Dostoyevski, kendisiyle ve çevresiyle uyuşmayan, toplumsal eşitsizliklere karşı büyük bir nefret duyan, dürüst, düşünen, zeki bir gencin çok yönlü portresi çiziyor romanında. Genç bir Hukuk öğrencisi olan Raskolnikov’un yaşadıklarına, bu karakterin sivri diline ve parlak zekasına, yazarın muhteşem betimlemeleriyle sizde orada o anları yaşarcasına tanık oluyorsunuz. Romanın çatı örgüsü: Suçun psikolojik öyküsü onun sonuçları
Ne kadar karanlık bir tablo gibi görünse de sonu aydınlık düşüncelere varan bir yol. Her şeye rağmen dürüst olabilmek... “İnsan” kalabilmek... En yüce yargı yeri olan vicdana başvuru... Sonlara doğru da özgür insanların, sakin ve huzurlu yaşamlarına özlem...

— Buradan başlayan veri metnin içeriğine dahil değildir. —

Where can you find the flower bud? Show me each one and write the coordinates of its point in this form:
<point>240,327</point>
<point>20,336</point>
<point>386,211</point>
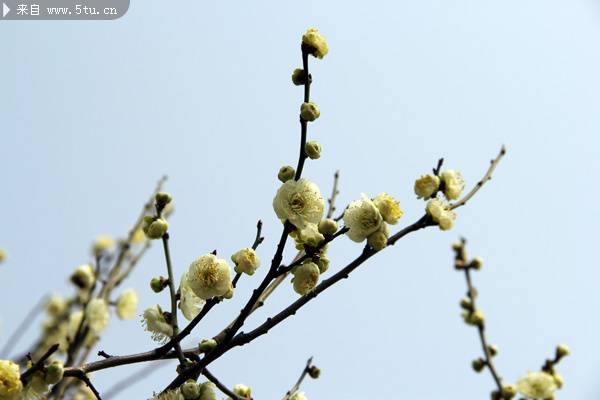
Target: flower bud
<point>158,284</point>
<point>286,173</point>
<point>478,364</point>
<point>162,199</point>
<point>309,111</point>
<point>476,263</point>
<point>314,372</point>
<point>562,350</point>
<point>54,373</point>
<point>190,390</point>
<point>155,228</point>
<point>328,226</point>
<point>312,150</point>
<point>207,391</point>
<point>299,77</point>
<point>207,345</point>
<point>83,277</point>
<point>242,391</point>
<point>509,391</point>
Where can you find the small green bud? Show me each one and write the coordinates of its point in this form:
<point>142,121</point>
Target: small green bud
<point>562,350</point>
<point>476,263</point>
<point>207,391</point>
<point>286,173</point>
<point>158,284</point>
<point>155,229</point>
<point>312,150</point>
<point>314,372</point>
<point>162,199</point>
<point>242,391</point>
<point>466,304</point>
<point>478,364</point>
<point>54,373</point>
<point>299,77</point>
<point>309,111</point>
<point>328,226</point>
<point>509,391</point>
<point>207,345</point>
<point>190,390</point>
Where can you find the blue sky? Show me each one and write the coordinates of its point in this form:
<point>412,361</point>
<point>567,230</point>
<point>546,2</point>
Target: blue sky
<point>94,112</point>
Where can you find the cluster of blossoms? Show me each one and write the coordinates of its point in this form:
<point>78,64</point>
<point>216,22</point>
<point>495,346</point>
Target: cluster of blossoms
<point>449,183</point>
<point>12,387</point>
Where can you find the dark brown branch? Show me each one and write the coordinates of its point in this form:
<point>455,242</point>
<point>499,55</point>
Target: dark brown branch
<point>220,385</point>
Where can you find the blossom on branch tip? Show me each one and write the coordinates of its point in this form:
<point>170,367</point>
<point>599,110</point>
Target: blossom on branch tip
<point>306,277</point>
<point>453,184</point>
<point>96,314</point>
<point>362,218</point>
<point>299,202</point>
<point>209,276</point>
<point>102,244</point>
<point>155,228</point>
<point>83,277</point>
<point>127,304</point>
<point>537,385</point>
<point>154,321</point>
<point>440,212</point>
<point>246,260</point>
<point>309,111</point>
<point>426,186</point>
<point>10,380</point>
<point>189,304</point>
<point>388,207</point>
<point>315,43</point>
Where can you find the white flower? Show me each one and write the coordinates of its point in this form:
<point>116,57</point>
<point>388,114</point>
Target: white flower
<point>55,306</point>
<point>453,184</point>
<point>246,260</point>
<point>10,380</point>
<point>96,314</point>
<point>154,321</point>
<point>537,385</point>
<point>127,304</point>
<point>299,202</point>
<point>316,42</point>
<point>209,277</point>
<point>299,396</point>
<point>306,277</point>
<point>189,304</point>
<point>440,212</point>
<point>426,186</point>
<point>388,207</point>
<point>362,218</point>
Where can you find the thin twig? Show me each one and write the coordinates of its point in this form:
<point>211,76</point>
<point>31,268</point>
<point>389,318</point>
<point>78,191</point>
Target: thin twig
<point>296,386</point>
<point>488,175</point>
<point>220,385</point>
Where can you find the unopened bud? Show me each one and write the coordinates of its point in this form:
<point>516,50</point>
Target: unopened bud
<point>309,111</point>
<point>478,364</point>
<point>286,173</point>
<point>312,150</point>
<point>207,345</point>
<point>314,372</point>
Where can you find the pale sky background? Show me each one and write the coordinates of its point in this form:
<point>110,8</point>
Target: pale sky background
<point>94,112</point>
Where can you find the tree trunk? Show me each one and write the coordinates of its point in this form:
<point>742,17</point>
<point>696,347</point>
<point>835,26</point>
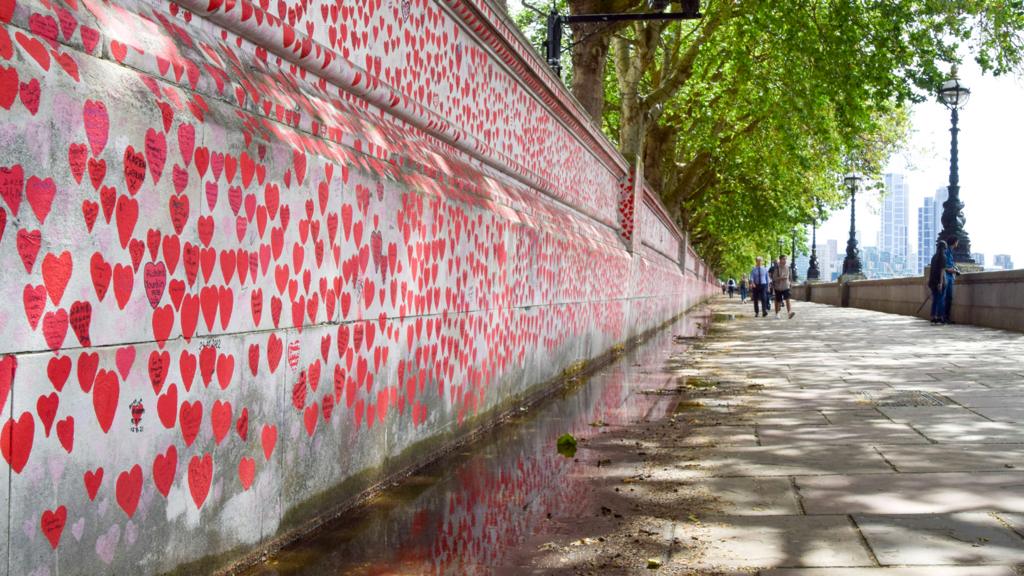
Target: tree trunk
<point>589,56</point>
<point>590,52</point>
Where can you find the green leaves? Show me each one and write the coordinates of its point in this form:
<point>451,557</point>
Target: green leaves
<point>750,116</point>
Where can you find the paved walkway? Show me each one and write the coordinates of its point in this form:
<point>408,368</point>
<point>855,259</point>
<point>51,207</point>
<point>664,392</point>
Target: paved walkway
<point>847,442</point>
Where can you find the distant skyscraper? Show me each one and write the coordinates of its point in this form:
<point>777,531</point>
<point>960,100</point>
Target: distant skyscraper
<point>828,261</point>
<point>1004,261</point>
<point>927,234</point>
<point>893,242</point>
<point>941,194</point>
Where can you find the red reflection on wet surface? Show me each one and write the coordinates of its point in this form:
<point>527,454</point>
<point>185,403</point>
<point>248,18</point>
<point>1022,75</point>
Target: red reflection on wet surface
<point>468,512</point>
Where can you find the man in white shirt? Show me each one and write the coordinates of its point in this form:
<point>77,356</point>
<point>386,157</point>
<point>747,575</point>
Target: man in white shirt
<point>780,280</point>
<point>759,285</point>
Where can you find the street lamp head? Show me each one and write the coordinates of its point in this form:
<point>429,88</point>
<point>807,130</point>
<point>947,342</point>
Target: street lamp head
<point>952,93</point>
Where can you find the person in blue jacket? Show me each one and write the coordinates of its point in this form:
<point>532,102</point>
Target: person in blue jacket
<point>936,281</point>
<point>950,273</point>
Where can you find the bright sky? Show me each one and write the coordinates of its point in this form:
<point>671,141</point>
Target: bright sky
<point>991,129</point>
<point>991,144</point>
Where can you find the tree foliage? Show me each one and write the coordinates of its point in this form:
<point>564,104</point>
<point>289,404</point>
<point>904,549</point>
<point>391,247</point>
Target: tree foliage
<point>749,117</point>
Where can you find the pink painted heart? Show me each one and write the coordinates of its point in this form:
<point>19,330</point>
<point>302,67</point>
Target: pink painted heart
<point>156,153</point>
<point>56,273</point>
<point>40,195</point>
<point>155,280</point>
<point>124,359</point>
<point>97,125</point>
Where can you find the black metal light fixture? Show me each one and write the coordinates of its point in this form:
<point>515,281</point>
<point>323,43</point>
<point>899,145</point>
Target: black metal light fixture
<point>954,96</point>
<point>553,44</point>
<point>812,268</point>
<point>793,258</point>
<point>851,263</point>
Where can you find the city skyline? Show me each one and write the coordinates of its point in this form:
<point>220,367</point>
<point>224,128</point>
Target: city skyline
<point>989,125</point>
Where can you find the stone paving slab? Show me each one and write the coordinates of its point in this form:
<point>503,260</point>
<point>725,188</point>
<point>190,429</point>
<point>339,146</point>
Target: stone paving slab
<point>919,461</point>
<point>965,457</point>
<point>972,432</point>
<point>900,571</point>
<point>966,538</point>
<point>912,493</point>
<point>930,415</point>
<point>775,460</point>
<point>777,541</point>
<point>751,496</point>
<point>868,432</point>
<point>1001,413</point>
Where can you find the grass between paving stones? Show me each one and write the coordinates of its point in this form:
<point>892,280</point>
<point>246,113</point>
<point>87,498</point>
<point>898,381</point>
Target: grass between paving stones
<point>643,497</point>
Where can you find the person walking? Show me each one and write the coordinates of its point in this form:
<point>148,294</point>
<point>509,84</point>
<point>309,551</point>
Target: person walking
<point>950,273</point>
<point>780,281</point>
<point>759,287</point>
<point>937,281</point>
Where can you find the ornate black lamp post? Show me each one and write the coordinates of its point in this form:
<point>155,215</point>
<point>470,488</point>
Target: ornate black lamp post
<point>954,96</point>
<point>812,269</point>
<point>793,258</point>
<point>851,264</point>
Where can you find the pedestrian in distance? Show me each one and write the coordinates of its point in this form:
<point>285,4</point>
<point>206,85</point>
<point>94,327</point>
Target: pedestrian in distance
<point>759,287</point>
<point>937,281</point>
<point>950,273</point>
<point>780,281</point>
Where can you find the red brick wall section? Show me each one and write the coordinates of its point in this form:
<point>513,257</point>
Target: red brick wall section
<point>249,250</point>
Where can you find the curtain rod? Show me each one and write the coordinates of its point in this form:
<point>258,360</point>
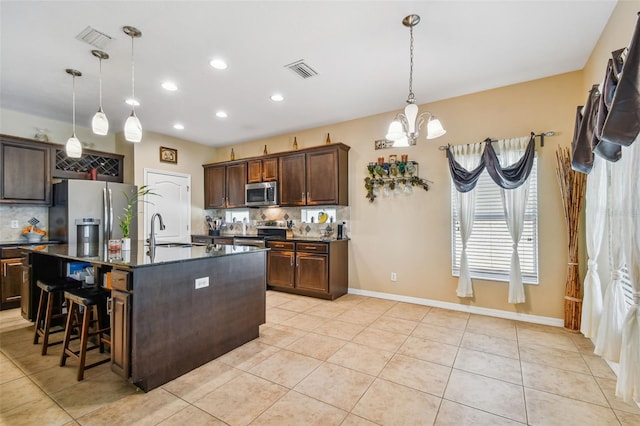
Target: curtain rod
<point>539,135</point>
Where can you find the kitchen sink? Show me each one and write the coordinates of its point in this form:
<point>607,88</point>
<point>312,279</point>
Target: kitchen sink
<point>178,244</point>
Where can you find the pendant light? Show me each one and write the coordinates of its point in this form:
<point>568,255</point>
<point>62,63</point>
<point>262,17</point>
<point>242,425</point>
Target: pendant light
<point>132,127</point>
<point>403,131</point>
<point>100,123</point>
<point>74,147</point>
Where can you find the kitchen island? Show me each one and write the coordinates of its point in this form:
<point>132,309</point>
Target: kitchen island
<point>173,308</point>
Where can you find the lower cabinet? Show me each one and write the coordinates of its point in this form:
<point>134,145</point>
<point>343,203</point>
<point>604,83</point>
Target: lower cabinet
<point>120,323</point>
<point>10,283</point>
<point>317,269</point>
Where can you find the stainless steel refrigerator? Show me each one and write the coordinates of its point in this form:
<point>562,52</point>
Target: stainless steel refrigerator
<point>83,199</point>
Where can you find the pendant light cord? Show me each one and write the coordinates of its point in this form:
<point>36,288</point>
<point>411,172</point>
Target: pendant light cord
<point>101,85</point>
<point>133,80</point>
<point>411,97</point>
<point>73,107</point>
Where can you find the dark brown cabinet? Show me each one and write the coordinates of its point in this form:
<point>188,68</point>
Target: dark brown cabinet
<point>120,323</point>
<point>292,184</point>
<point>262,170</point>
<point>318,177</point>
<point>25,171</point>
<point>316,269</point>
<point>224,185</point>
<point>10,283</point>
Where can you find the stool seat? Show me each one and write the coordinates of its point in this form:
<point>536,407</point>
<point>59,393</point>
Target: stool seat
<point>89,299</point>
<point>87,296</point>
<point>57,284</point>
<point>50,300</point>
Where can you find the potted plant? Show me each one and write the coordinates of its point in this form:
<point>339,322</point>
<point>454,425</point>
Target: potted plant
<point>126,218</point>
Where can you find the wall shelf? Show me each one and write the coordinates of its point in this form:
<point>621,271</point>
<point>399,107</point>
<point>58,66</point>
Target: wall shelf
<point>387,178</point>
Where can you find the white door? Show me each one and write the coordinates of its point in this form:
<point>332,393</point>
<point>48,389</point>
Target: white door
<point>173,204</point>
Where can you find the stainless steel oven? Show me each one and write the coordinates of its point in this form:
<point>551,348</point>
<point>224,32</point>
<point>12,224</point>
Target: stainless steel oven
<point>249,241</point>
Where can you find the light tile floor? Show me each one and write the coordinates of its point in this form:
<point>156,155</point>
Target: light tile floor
<point>354,361</point>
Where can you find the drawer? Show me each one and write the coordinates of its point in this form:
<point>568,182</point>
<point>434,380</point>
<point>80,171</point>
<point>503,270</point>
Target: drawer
<point>201,240</point>
<point>226,241</point>
<point>313,247</point>
<point>281,245</point>
<point>120,280</point>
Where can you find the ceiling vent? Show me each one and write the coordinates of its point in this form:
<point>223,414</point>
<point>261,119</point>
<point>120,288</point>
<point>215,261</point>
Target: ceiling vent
<point>94,37</point>
<point>302,69</point>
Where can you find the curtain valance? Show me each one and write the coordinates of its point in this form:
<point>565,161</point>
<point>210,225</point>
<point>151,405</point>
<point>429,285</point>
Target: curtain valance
<point>509,177</point>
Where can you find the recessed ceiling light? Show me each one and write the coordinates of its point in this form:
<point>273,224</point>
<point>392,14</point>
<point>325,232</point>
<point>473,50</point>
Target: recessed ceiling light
<point>218,64</point>
<point>170,86</point>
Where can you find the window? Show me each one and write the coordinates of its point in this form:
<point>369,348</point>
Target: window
<point>489,247</point>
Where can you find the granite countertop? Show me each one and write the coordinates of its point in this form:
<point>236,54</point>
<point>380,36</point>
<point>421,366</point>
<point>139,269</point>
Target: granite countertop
<point>313,239</point>
<point>140,255</point>
<point>22,243</point>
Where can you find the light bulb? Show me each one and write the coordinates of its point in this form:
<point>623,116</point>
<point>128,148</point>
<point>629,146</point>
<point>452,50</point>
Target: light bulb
<point>100,123</point>
<point>74,147</point>
<point>133,128</point>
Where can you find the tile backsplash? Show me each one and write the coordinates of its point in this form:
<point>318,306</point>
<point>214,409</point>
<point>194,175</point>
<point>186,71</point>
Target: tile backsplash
<point>22,214</point>
<point>300,229</point>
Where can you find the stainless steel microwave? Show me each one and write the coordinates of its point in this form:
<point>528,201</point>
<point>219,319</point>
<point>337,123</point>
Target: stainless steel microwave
<point>261,194</point>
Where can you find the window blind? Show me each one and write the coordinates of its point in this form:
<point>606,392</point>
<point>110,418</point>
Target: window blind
<point>490,245</point>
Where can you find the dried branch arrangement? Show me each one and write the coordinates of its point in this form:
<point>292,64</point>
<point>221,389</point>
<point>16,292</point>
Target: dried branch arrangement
<point>572,189</point>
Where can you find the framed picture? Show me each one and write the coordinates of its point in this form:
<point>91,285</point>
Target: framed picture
<point>168,155</point>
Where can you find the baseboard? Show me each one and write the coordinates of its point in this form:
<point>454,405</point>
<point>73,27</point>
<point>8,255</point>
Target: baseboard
<point>536,319</point>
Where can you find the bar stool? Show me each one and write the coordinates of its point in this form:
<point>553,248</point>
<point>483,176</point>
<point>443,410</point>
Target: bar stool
<point>54,288</point>
<point>88,298</point>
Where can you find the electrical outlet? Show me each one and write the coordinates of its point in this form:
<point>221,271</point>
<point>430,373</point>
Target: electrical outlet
<point>202,282</point>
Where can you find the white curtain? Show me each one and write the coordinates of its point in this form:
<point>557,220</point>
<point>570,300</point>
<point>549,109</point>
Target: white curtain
<point>614,310</point>
<point>596,218</point>
<point>468,156</point>
<point>628,386</point>
<point>514,203</point>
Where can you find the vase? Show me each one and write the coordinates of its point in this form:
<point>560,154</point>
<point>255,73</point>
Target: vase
<point>126,244</point>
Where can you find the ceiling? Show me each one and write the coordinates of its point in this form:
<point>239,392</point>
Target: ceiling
<point>360,50</point>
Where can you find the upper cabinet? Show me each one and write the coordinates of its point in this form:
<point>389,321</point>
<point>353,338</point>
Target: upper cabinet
<point>309,177</point>
<point>26,171</point>
<point>224,185</point>
<point>318,176</point>
<point>262,170</point>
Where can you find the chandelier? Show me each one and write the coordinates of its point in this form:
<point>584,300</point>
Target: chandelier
<point>403,131</point>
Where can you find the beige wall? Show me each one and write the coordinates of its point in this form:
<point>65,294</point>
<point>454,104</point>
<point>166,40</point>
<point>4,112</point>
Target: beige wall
<point>191,156</point>
<point>410,235</point>
<point>616,35</point>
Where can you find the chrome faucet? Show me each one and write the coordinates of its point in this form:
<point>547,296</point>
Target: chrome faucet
<point>152,234</point>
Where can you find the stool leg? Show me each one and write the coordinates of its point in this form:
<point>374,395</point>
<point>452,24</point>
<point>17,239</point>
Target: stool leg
<point>38,317</point>
<point>83,341</point>
<point>72,308</point>
<point>47,323</point>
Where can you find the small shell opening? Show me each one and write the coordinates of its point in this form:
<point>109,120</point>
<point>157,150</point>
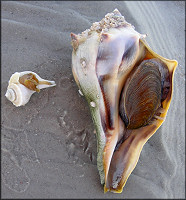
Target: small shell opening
<point>10,95</point>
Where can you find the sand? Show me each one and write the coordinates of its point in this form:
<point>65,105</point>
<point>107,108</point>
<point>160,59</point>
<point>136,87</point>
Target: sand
<point>49,146</point>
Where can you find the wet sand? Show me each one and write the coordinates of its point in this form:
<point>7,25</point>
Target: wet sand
<point>48,146</point>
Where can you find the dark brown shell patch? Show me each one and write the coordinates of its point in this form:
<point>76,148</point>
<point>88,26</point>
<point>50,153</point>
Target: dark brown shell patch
<point>141,96</point>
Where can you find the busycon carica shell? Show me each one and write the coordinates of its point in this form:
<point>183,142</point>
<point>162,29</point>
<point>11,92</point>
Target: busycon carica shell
<point>128,88</point>
<point>23,84</point>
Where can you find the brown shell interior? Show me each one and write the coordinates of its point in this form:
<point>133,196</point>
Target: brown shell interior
<point>128,148</point>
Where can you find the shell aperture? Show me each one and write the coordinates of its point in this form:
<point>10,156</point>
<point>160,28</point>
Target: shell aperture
<point>134,85</point>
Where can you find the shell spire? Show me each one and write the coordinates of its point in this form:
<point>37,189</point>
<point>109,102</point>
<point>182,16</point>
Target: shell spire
<point>134,84</point>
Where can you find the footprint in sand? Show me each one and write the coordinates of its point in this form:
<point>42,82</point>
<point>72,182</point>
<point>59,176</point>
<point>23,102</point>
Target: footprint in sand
<point>15,149</point>
<point>80,144</point>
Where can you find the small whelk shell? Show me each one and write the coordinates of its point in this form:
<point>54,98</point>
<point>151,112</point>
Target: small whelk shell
<point>23,84</point>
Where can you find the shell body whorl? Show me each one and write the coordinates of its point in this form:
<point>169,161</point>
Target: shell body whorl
<point>134,84</point>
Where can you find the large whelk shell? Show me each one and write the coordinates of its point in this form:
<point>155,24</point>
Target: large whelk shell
<point>23,84</point>
<point>112,61</point>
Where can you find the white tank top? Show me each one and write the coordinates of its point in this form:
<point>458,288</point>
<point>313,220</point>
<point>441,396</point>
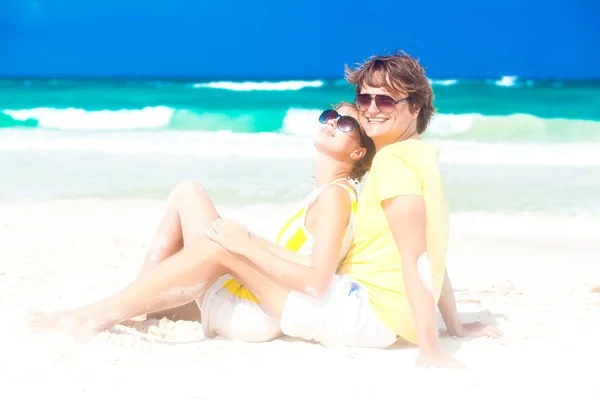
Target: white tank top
<point>295,236</point>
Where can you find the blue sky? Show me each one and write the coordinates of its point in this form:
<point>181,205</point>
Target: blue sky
<point>302,39</point>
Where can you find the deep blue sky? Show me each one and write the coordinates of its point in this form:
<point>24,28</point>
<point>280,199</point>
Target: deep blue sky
<point>309,38</point>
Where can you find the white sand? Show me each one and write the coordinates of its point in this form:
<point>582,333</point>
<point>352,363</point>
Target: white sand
<point>532,276</point>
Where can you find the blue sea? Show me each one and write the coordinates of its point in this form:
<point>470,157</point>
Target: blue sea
<point>507,145</point>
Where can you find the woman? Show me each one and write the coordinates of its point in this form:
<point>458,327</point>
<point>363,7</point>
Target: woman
<point>181,267</point>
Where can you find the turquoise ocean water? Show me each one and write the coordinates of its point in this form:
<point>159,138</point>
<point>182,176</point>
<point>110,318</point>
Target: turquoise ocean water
<point>508,145</point>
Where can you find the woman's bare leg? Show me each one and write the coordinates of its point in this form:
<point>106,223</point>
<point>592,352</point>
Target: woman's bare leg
<point>190,212</point>
<point>178,280</point>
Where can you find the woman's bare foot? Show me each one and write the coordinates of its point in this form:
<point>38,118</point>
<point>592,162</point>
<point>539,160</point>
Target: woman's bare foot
<point>72,322</point>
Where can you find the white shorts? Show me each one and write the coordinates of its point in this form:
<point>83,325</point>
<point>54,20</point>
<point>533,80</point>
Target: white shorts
<point>342,317</point>
<point>231,311</point>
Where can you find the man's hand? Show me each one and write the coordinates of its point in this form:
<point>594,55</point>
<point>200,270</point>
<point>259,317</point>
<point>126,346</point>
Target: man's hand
<point>477,329</point>
<point>231,235</point>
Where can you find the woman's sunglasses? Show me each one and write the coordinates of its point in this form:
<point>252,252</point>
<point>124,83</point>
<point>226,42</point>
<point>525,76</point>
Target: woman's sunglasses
<point>345,123</point>
<point>384,103</point>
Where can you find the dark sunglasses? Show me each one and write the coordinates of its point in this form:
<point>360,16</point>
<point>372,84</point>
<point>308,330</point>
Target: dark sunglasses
<point>345,123</point>
<point>384,103</point>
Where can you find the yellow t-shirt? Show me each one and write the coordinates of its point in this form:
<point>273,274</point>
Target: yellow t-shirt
<point>409,167</point>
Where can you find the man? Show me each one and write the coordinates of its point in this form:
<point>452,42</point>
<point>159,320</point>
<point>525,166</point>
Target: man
<point>402,223</point>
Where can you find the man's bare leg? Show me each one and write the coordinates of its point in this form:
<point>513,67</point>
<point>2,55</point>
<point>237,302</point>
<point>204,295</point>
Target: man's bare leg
<point>178,280</point>
<point>190,211</point>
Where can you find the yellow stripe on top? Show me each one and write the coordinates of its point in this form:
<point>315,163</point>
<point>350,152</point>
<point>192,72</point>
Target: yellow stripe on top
<point>289,223</point>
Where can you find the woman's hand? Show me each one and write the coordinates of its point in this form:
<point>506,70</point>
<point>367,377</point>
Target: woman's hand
<point>231,235</point>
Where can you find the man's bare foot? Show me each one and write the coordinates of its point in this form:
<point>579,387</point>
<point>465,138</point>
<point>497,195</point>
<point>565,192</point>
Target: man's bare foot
<point>75,324</point>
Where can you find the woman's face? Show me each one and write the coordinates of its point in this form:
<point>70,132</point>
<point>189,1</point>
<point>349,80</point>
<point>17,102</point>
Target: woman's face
<point>334,136</point>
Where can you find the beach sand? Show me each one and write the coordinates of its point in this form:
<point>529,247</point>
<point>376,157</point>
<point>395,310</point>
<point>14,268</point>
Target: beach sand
<point>536,277</point>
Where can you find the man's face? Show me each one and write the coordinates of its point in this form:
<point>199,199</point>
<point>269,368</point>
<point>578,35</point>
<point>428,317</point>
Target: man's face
<point>385,128</point>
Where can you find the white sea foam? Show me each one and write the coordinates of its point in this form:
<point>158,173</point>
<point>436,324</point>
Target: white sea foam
<point>77,118</point>
<point>507,81</point>
<point>281,146</point>
<point>271,86</point>
<point>443,82</point>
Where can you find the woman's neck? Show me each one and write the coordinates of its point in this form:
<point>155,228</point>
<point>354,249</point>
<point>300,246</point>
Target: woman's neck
<point>327,169</point>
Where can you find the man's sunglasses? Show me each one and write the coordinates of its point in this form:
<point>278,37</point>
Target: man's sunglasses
<point>384,103</point>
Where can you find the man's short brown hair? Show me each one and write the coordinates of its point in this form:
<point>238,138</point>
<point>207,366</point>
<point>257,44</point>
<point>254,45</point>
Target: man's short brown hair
<point>397,73</point>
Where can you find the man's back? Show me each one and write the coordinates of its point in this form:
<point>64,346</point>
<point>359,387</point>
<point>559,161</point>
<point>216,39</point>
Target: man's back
<point>405,168</point>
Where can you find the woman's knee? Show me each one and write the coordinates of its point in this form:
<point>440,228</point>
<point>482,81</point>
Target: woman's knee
<point>185,190</point>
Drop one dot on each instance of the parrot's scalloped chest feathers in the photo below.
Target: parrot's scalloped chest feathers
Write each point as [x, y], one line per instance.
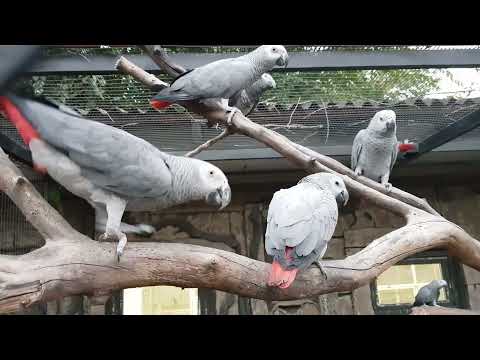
[375, 158]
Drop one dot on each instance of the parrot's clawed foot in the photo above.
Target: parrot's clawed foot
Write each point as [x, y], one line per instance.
[145, 230]
[115, 236]
[322, 270]
[121, 246]
[232, 111]
[388, 187]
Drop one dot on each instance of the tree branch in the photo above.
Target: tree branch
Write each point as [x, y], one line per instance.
[439, 310]
[67, 266]
[38, 212]
[299, 155]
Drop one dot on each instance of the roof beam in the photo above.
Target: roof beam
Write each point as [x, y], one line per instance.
[445, 135]
[14, 60]
[299, 61]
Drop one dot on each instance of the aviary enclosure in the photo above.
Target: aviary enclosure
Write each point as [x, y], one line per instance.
[386, 244]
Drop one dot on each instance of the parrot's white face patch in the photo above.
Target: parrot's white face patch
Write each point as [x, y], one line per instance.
[383, 121]
[269, 81]
[275, 54]
[214, 185]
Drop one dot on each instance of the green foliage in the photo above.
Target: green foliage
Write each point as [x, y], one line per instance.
[87, 92]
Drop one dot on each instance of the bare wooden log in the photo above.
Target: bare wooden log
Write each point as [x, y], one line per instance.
[74, 264]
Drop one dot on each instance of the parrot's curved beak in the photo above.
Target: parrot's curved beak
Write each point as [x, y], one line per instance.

Yazarın, hayatının çok zorlu süreçlerden geçerken yazmış olduğu, başyapıtını okurken nice duyguyu, olayları yaşarcasına hissetmek ve sonunda aydınlık hislerle dolmak gerçekten tarifsiz...
Şimdi ve gelecek için hep değerli kalacak bu klasiği kesinlikle herkes okumalı.